Of his scoring, former teammate Chico Resch told Sports Illustrated in 1981 that Bossy “scores goals as naturally as you and I wake up in the morning and brush our teeth.”
He was inducted into the Hockey Hall of Fame in 1991, with a list of accolades that includes eight All-Star appearances, three Lady Byng Trophies, the 1981-82 Conn Smythe Trophy and the 1977-78 Calder Trophy.
“He was, needless to say, a slender hockey player,” former teammate Bob Nystrom told The Post in October. “That’s for sure.”
Bossy was also a loud opponent of fighting in hockey, saying he would never take part in a fight, despite playing in an era where it was accepted as a regular part of the game.
“The New York Islanders organization mourns the loss of Mike Bossy, an icon not only on Long Island but across the entire hockey world,” Islanders president and general manager Lou Lamoriello said. “His drive to be the best every time he stepped on the ice was second to none. Along with his teammates, he helped win four straight Stanley Cup championships, shaping the history of this franchise forever. On behalf of the entire organization, we send our deepest condolences to the entire Bossy family and all those who grieve this tragic loss.”
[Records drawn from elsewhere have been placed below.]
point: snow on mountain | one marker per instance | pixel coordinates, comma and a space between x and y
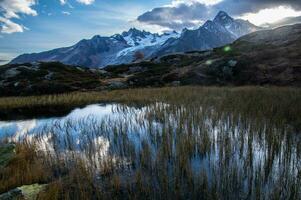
218, 32
100, 51
237, 27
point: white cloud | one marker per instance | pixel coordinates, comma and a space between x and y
66, 13
271, 15
12, 9
63, 2
7, 26
86, 2
190, 2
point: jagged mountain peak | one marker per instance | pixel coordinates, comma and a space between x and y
133, 32
223, 18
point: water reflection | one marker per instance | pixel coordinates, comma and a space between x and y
194, 144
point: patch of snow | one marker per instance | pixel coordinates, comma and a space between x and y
11, 73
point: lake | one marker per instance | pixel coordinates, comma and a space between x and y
228, 151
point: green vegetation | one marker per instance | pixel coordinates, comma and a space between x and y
188, 143
6, 154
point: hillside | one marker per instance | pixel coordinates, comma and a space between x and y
100, 51
269, 57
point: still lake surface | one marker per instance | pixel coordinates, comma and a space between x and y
222, 146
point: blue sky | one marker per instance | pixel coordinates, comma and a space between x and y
28, 26
57, 25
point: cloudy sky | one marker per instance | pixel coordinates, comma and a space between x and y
28, 26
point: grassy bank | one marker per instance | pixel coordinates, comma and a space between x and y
280, 103
200, 143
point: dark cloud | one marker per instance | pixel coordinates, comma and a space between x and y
176, 17
184, 15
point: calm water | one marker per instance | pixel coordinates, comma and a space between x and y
229, 150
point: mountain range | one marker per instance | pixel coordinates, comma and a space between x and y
266, 57
99, 52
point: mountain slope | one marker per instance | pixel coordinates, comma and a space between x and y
101, 51
222, 30
269, 57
Michael Dean Bossy was born in 1957, the sixth of 10 children and the fifth of sixth sons to Dorothy and Borden Bossy. He grew up in Montreal with an English mother and Ukrainian father, meeting his wife, Lucie, at the snack bar of an arena where he played midget hockey when he was 14.
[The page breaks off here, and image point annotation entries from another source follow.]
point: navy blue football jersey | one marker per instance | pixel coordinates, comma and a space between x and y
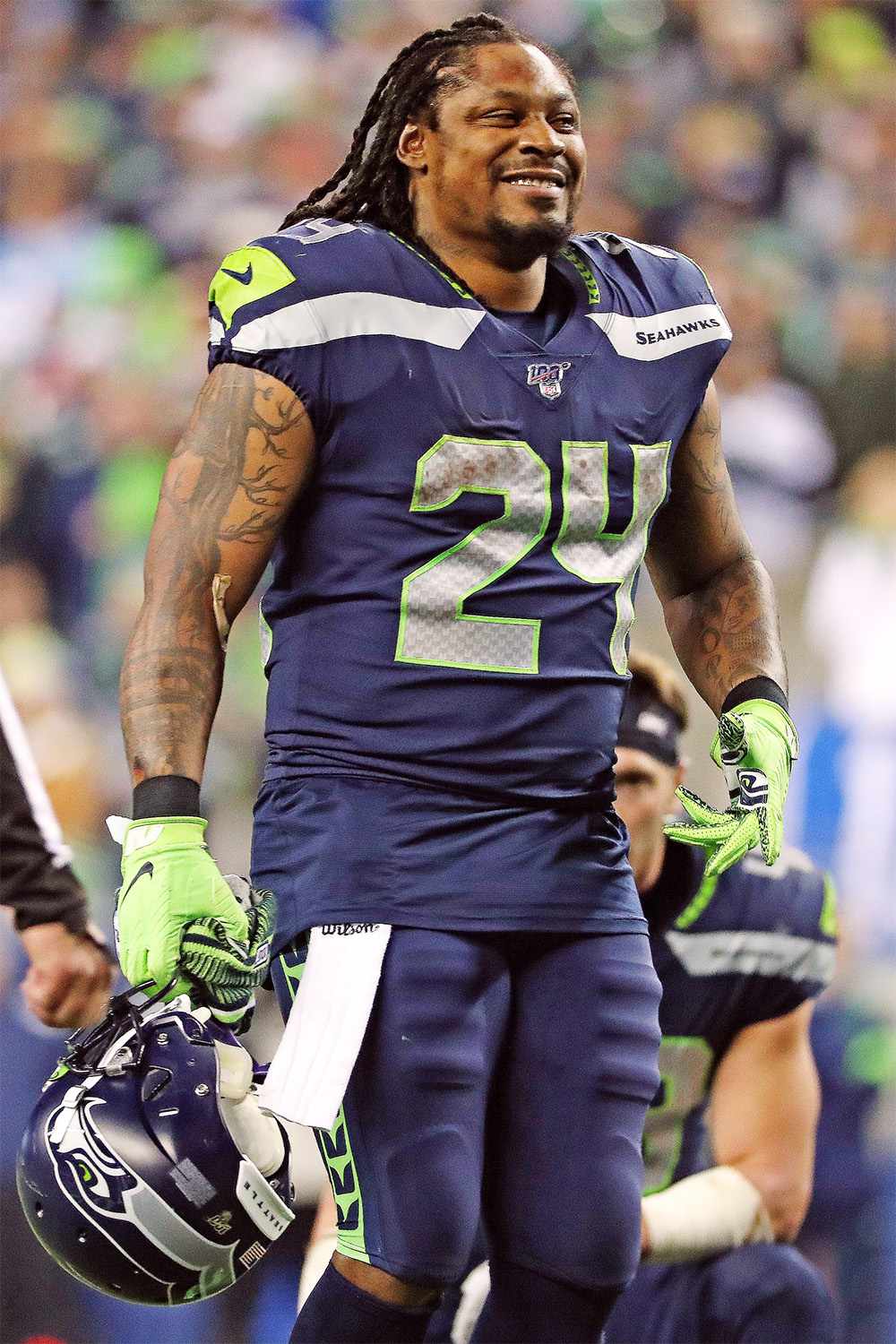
452, 597
747, 946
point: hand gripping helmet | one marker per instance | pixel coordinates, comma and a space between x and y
147, 1168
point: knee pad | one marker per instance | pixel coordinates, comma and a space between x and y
771, 1293
528, 1304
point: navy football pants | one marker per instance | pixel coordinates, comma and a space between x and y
758, 1295
503, 1073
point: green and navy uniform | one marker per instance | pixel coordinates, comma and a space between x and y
452, 597
446, 648
748, 948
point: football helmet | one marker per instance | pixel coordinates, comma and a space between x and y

At 15, Bossy began playing in the Quebec Major Junior Hockey League for Laval National, and his 532 QMJHL points remain a record.
When he entered the NHL draft, Bossy’s aversion to fighting was mistaken for a lack of toughness, and he fell to 15th overall, nearly choosing the World Hockey Association instead of the Islanders over money.
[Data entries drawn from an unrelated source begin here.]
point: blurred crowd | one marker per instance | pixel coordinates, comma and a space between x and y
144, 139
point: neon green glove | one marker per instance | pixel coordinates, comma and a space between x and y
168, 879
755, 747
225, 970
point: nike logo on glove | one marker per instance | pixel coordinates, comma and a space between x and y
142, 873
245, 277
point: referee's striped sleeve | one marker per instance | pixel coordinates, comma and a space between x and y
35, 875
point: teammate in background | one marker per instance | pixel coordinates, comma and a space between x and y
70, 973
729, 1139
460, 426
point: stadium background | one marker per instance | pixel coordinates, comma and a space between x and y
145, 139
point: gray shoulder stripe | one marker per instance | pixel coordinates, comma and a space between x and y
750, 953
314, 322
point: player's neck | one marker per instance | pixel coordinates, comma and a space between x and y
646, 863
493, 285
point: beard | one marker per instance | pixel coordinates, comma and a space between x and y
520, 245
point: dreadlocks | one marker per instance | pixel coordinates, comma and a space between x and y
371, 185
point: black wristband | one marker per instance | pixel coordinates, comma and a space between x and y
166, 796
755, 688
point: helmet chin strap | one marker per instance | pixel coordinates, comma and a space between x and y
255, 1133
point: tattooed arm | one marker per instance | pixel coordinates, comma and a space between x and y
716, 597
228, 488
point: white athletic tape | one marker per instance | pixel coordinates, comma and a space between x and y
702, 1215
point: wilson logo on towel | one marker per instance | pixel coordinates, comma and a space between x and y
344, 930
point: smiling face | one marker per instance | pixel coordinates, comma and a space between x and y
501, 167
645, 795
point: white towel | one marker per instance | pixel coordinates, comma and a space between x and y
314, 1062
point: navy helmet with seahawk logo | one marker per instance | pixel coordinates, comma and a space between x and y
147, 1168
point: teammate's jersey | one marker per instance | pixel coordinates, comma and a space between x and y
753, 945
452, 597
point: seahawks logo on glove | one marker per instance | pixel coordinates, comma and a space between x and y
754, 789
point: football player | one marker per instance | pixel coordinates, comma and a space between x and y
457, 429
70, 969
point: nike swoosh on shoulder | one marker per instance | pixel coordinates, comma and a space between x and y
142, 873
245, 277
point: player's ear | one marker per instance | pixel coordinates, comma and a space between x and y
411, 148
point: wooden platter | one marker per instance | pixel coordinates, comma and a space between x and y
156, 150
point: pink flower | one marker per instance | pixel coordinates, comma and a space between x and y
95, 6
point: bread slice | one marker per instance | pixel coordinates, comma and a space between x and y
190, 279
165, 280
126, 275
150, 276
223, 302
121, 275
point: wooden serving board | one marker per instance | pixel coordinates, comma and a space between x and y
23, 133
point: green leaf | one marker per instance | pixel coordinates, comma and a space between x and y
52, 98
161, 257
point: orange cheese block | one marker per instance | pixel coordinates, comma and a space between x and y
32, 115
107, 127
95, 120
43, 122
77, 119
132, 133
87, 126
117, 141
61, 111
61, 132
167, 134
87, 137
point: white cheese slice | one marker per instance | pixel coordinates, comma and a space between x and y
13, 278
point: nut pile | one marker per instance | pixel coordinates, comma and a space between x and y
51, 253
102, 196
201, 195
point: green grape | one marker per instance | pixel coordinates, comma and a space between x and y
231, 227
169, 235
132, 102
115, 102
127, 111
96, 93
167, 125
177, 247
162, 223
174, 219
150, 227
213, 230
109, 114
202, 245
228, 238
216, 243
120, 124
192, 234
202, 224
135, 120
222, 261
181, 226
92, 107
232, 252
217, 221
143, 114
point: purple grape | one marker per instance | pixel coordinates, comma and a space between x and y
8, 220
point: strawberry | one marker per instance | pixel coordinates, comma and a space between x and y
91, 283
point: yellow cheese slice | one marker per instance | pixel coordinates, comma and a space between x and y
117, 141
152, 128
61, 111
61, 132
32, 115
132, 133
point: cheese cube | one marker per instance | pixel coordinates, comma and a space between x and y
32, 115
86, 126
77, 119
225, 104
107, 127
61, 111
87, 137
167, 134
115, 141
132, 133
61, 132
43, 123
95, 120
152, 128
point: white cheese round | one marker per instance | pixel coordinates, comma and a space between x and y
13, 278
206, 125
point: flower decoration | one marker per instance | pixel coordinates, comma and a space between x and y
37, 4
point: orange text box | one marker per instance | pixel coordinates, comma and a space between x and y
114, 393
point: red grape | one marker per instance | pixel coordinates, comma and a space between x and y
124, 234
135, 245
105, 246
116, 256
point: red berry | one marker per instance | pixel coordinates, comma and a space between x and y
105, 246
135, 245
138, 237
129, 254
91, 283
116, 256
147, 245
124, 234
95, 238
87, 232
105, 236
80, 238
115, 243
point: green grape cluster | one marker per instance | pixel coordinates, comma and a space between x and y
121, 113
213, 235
“I didn’t think [Islanders general manager] Bill Torrey was offering me enough, and he reminded me that I was the 15th player drafted, not the first,” Bossy once told SI. “But I told him I deserved more because I was going to score goals for him. Bill asked me how many. ‘Fifty goals,’ I told him.”
Rarely has there been a more prescient self-evaluation.
“Whether in hockey or anything else — like learning French, like cooking on a barbecue, washing my car — I am a perfectionist,” Bossy told UPI in a 1986 profile. “At times it’s an obsession — I look at myself and I think I’m crazy. But it’s been with me all my life, that drive. I’m just never satisfied, that’s probably one of the things that drives me the most.”
His personality was often described as aloof. He was regarded during his playing career as a private person, and because he spent offseasons at home in Montreal, it was written that he spent less time on Long Island than his teammates. Still, Bossy was a beloved figure, with the Islanders raising his No. 22 to Nassau Coliseum’s rafters just five seasons after his abrupt 1987 retirement due to a back injury.
After hockey, Bossy worked as a radio comic on a French-language station, as a vice president for Titan, as a PR person and a broadcaster for the Quebec Nordiques, MSG Networks and most recently, TVA.
His death is another blow to the Islanders, who have now lost three members of the 1979-80 championship team that kicked off one of the sport’s greatest dynasties since January. Clark Gillies passed away on Jan. 21, Jean Potvin on March 15.
The trio of tragedies has rocked the organization to its core.
“He lives Islanders,” coach Barry Trotz said of Bossy upon his diagnosis. “And he’s obviously an Islanders legend. … I’m kind of in awe of him. I used to watch him all the time.”
Bossy is survived by his wife, Lucie, his two daughters, Josiane and Tanya, and two grandchildren.